Easy to use│Learnability│Memorability

Outcome

The usability test was personally conducted with five Google Assistant users, who first used the existing onboarding process and then the newly designed one for comparison, as our team didn’t have time to measure the outcome.

Research

80% of Google Assistant users said, the onboarding process wasn’t engaging.

64 Survey Responses

Interview with 24 Google Assistant mobile users

Secondary Research

How might we create engaging onboarding for the first user to adopt with Google Assistant, making it a must-have tool?

Ideation

  • Onboarding with personalized setting such as showing user’s daily tasks or activities.

  • Emphasizing on visual elements and reduced textual content for better engagement on Google Assistant.

Testing & Iteration

1st Usability Testing with 12 Google Assistant users

My contribution involved conceptualizing a circular design inspired by the Google Assistant logo, as well as proposing content ideas derived from our survey findings.

💡Findings from 1st testing

  • Users want streamlined onboarding to spend less time on onboarding process.

  • Users want personalized feature to explore visual scenarios showing various tasks and activities.

Iteration

I contributed to coming up with card UI component to provide users with personalized user scenarios.

2nd Usability Testing with 20 users

To ensure productive testing, I recommended conducting in-person test for the 2nd round, as the first virtual testing lacked engagement and effectiveness.

💡Findings from 2nd testing

  • Saving user time - They want to skip the whole onboarding step.

  • 60% of users(12 users) were satisfied with showing scenarios, but 40% of users(8 users) wanted more engaging elements on onboarding such as gamification.

Iteration

Then I suggested a single screen incorporating a progress bar and user scenarios, aiming to condense content into fewer pages and save users’ effort.

Hi-fidelity

Developer’s Opinion

What a software engineer thinks about our design

After finishing this project, I personally reached out to a senior software engineer on Google Assistant. I was really curious about what developers thought about our design.

  • “Design outcome is viable and we are going to launch new onboarding features soon you guys created.”

  • “We consistently consider minimizing the time gap between users' initial access and their familiarization with Google Assistant.”

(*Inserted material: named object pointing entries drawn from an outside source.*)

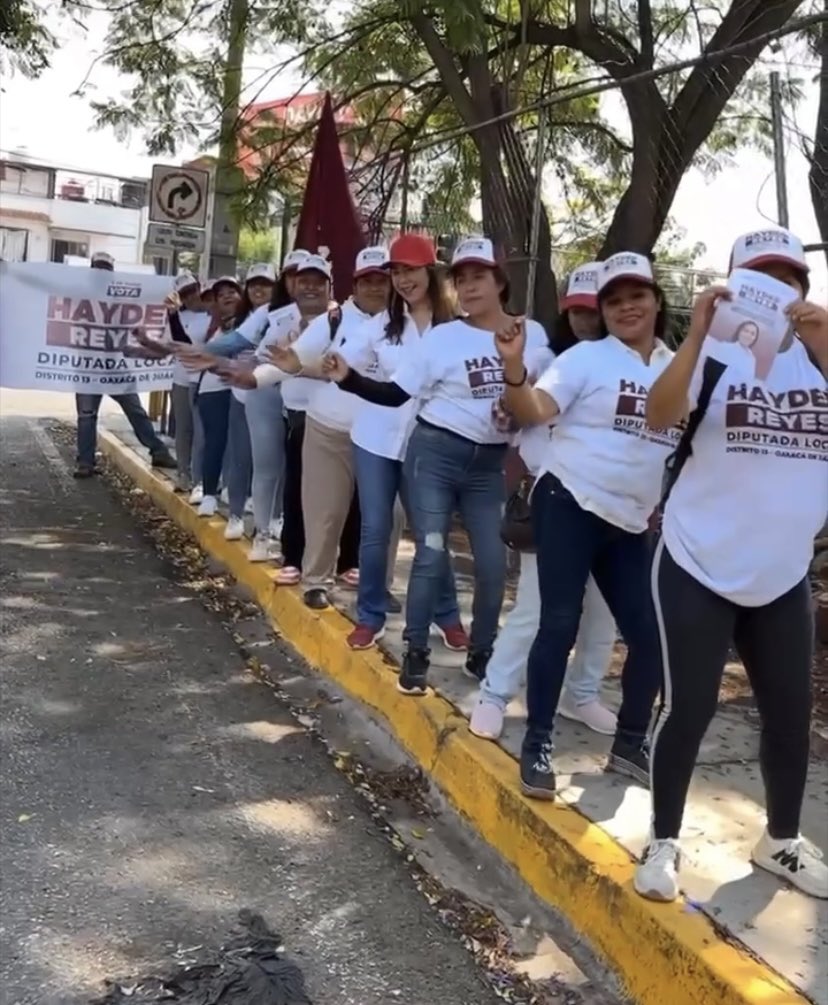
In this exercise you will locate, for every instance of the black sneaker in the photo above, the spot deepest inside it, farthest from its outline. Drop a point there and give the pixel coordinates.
(537, 774)
(476, 663)
(631, 758)
(163, 458)
(317, 599)
(413, 678)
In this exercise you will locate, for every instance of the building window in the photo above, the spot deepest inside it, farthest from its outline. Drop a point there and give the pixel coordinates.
(60, 248)
(14, 244)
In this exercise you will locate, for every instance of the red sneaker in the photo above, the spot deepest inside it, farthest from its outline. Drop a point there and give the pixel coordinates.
(364, 636)
(454, 637)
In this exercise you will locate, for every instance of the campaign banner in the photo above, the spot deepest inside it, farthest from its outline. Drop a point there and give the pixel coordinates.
(64, 329)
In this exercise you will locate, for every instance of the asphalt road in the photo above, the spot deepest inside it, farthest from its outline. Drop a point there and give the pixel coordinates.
(150, 788)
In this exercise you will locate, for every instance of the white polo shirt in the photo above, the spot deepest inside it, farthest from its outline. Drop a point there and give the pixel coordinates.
(456, 372)
(602, 449)
(744, 513)
(196, 325)
(328, 404)
(379, 429)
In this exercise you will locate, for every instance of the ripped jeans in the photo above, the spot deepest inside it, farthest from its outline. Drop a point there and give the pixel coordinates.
(446, 473)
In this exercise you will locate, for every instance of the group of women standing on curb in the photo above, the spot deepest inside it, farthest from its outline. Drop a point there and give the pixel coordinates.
(412, 391)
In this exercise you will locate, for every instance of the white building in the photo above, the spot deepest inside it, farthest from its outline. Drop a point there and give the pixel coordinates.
(47, 213)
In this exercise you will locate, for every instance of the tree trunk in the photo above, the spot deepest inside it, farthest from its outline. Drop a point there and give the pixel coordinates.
(818, 174)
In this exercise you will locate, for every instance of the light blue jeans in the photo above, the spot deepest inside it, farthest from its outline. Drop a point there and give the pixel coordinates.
(593, 646)
(265, 421)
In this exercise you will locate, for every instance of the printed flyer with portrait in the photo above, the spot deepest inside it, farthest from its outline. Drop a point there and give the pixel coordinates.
(755, 318)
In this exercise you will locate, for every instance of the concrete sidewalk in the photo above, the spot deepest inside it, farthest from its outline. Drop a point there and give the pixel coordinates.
(736, 931)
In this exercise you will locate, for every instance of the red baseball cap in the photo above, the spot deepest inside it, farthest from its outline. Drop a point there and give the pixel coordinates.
(413, 250)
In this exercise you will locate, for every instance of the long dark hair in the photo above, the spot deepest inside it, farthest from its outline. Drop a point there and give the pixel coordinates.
(661, 319)
(279, 297)
(439, 296)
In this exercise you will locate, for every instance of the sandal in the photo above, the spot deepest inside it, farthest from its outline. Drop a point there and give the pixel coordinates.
(350, 578)
(288, 576)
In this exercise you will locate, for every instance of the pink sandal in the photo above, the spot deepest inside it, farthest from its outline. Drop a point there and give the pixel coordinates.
(288, 576)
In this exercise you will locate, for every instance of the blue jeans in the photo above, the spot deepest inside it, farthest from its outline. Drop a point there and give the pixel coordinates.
(265, 420)
(87, 405)
(445, 473)
(238, 463)
(379, 481)
(214, 409)
(571, 543)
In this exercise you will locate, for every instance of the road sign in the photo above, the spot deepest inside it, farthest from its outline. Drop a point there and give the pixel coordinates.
(174, 237)
(179, 195)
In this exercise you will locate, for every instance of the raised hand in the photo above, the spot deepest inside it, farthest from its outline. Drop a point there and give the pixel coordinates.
(510, 342)
(335, 368)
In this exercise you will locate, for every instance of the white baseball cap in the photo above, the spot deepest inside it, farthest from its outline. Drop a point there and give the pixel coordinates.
(582, 286)
(476, 249)
(293, 259)
(764, 246)
(102, 258)
(226, 280)
(373, 259)
(184, 280)
(315, 263)
(261, 270)
(625, 265)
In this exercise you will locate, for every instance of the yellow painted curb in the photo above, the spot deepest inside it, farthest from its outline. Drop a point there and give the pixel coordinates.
(664, 954)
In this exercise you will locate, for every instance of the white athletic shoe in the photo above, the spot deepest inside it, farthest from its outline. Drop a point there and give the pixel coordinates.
(234, 531)
(656, 877)
(796, 860)
(209, 506)
(260, 550)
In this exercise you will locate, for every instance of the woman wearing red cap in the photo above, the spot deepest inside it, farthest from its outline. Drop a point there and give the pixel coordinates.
(454, 460)
(418, 299)
(738, 534)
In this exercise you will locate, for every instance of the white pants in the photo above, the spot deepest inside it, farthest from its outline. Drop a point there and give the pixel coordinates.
(593, 646)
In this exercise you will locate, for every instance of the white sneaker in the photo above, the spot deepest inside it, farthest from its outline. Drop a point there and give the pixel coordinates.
(593, 715)
(209, 506)
(656, 877)
(234, 531)
(795, 859)
(260, 549)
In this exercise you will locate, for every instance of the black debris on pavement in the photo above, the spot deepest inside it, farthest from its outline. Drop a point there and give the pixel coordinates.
(248, 970)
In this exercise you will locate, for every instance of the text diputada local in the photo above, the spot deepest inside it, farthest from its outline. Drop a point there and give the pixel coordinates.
(104, 326)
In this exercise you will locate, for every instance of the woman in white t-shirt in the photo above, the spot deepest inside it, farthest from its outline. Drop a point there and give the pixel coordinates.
(454, 460)
(579, 320)
(597, 488)
(738, 536)
(419, 298)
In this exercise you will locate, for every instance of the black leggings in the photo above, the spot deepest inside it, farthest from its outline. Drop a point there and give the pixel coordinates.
(775, 642)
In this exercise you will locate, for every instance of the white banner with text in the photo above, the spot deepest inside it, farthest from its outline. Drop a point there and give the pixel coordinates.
(64, 329)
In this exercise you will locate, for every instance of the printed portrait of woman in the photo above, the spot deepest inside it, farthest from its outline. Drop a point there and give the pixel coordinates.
(749, 335)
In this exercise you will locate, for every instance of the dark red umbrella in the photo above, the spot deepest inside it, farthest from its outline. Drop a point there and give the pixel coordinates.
(329, 217)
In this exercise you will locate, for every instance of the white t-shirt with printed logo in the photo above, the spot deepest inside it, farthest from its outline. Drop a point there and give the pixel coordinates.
(602, 449)
(196, 324)
(457, 374)
(752, 496)
(377, 428)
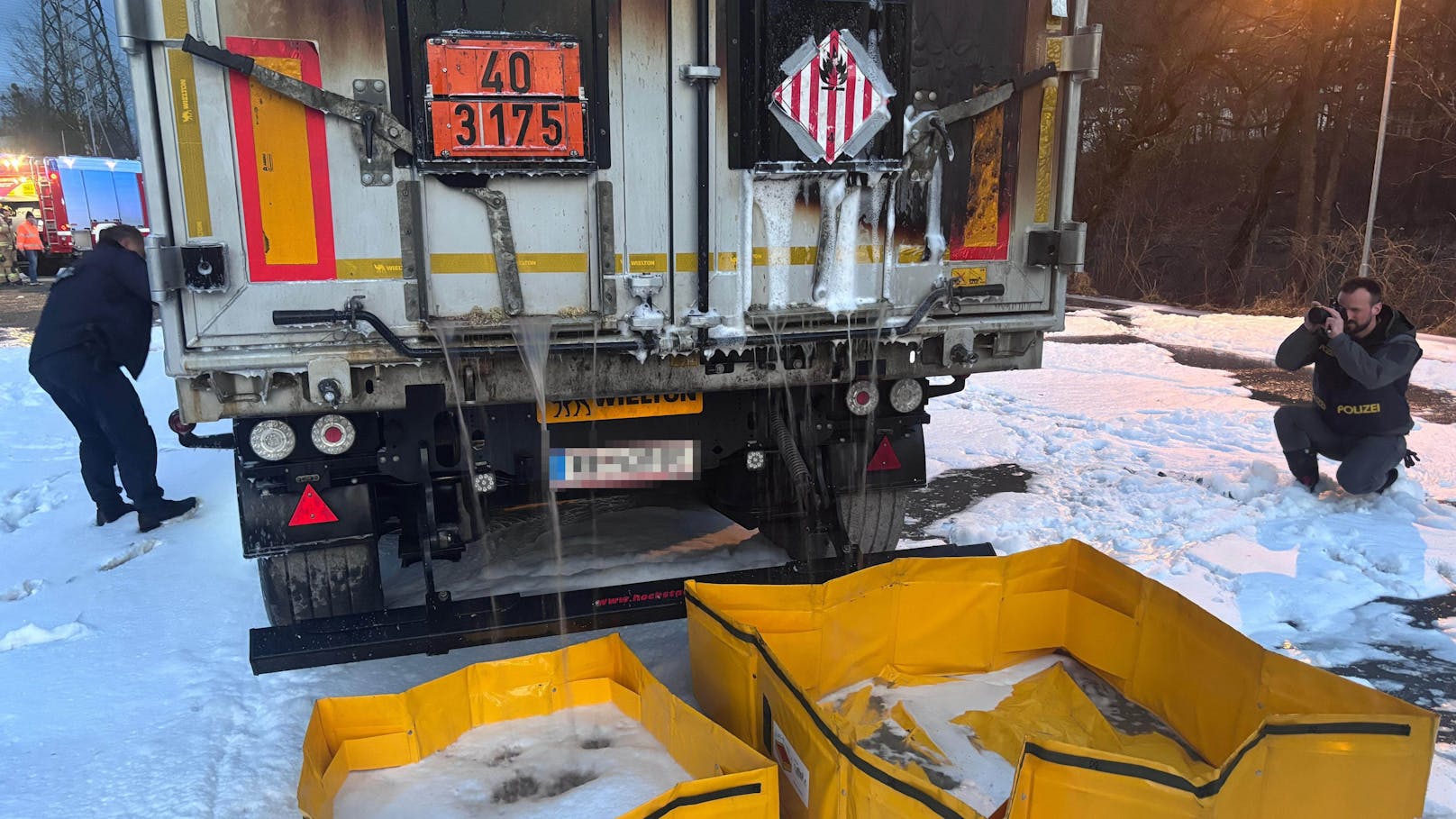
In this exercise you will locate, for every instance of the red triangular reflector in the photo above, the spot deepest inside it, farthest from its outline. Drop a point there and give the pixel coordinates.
(884, 458)
(312, 510)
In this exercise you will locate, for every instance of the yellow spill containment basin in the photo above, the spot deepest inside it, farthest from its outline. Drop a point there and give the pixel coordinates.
(1264, 736)
(361, 733)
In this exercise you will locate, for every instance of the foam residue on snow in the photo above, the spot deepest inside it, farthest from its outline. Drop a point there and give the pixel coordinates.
(631, 545)
(1089, 323)
(31, 634)
(578, 762)
(777, 200)
(739, 318)
(978, 776)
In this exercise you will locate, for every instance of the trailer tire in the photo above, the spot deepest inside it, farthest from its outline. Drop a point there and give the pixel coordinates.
(872, 521)
(874, 517)
(316, 583)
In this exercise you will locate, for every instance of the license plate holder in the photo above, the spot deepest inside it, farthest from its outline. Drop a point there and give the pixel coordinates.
(623, 465)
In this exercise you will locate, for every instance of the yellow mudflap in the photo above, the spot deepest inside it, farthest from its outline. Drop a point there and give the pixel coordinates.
(1274, 738)
(359, 733)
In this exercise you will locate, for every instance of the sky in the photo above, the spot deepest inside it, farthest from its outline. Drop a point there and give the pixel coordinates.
(124, 656)
(14, 14)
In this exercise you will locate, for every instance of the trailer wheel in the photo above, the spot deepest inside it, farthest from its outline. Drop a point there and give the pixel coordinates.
(314, 583)
(874, 517)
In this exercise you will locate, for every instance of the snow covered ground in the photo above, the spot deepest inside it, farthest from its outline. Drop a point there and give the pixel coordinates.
(124, 656)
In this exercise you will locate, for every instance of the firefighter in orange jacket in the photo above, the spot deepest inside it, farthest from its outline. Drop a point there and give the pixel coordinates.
(7, 248)
(28, 241)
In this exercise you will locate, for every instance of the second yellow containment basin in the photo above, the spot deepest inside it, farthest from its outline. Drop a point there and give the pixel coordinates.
(820, 677)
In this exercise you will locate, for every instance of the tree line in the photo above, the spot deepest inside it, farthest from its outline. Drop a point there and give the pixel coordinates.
(1228, 150)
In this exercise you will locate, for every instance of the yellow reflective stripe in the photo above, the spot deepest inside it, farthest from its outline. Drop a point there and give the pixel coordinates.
(462, 262)
(969, 276)
(370, 268)
(647, 262)
(189, 143)
(983, 200)
(524, 262)
(912, 255)
(174, 19)
(551, 262)
(284, 169)
(1046, 132)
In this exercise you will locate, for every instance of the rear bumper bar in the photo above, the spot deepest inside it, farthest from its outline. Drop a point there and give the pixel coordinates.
(443, 625)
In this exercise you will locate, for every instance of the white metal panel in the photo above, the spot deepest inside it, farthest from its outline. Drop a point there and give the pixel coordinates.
(550, 216)
(645, 114)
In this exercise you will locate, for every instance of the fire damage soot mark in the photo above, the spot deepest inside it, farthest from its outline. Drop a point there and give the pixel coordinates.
(957, 490)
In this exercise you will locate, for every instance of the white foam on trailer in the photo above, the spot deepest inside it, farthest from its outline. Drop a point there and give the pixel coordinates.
(578, 762)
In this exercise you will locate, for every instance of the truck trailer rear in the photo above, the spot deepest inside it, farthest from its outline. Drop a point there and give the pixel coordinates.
(735, 245)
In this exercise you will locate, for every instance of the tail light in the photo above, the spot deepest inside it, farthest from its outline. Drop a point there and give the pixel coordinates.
(273, 441)
(905, 396)
(332, 434)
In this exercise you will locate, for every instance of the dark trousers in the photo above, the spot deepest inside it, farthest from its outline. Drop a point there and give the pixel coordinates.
(1365, 460)
(114, 430)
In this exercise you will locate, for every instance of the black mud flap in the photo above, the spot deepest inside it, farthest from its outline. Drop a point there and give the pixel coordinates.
(443, 625)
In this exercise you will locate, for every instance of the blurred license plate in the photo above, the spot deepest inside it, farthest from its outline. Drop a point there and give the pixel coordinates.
(623, 465)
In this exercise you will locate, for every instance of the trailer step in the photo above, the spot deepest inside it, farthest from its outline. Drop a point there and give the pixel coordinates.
(444, 624)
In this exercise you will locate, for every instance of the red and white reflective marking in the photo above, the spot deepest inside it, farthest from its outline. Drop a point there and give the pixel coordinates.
(830, 96)
(884, 460)
(312, 510)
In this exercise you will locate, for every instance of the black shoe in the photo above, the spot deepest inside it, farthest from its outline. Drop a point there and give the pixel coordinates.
(169, 509)
(105, 516)
(1304, 464)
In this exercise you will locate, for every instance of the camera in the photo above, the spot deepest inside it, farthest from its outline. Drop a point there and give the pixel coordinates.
(1318, 316)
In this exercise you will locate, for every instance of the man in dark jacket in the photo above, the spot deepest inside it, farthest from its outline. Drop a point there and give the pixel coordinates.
(96, 321)
(1361, 370)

  • Heavy use of animations and high-resolution image assets can make an issue.

Takeaways

  • It is important for us to approach the user's thoughts with a grain of salt, allowing us to contemplate them before defining their problems, which eventually led to a shift in our perspective.

  • Being a leader means, not only asking good questions but also emphasizing and empowering team members.